Bongkah.id – Desakan aktivis HAM internasional agar Sheikha Latifa (35) kembali menguat. Ini menyusul kabar bahwa putri Syekh Dubai, Uni Emirat Arab (UEA), Sheikh Mohammed bin Rashid Al-Maktoum itu masih hidup setelah bertahun-tahun disekap ayahnya sendiri.
Kelompok HAM internasional, Human Rights Watch (HRW), meminta agar bukti yang menunjukkan Sheikha Latifa masih hidup dirilis ke publik. Putri penguasa Dubai itu baru-baru ini berhasil merilis video yang beredar ke publik yang memohon agar dirinya dibebaskan.

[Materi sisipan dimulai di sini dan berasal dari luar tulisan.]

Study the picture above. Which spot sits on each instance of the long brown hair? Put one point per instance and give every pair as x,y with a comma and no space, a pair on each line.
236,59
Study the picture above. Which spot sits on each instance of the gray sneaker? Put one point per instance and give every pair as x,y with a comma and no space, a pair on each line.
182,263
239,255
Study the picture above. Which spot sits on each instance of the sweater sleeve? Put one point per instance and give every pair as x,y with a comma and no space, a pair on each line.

Dalam video yang dirilis media terkemuka Inggris, BBC, pekan ini, Latifa mengaku dirinya disekap oleh keluarganya sendiri di sebuah vila yang dijaga ketat dan dia merasa ketakutan. Putri Latifa Al Maktoum mengatakan para tentara membiusnya saat ia mencoba lari dengan kapal dan membawanya secara paksa kembali ke penyekapan.
Sejak itu pesan rahasianya terhenti. Rekan-rekannya mendesak PBB untuk campur tangan.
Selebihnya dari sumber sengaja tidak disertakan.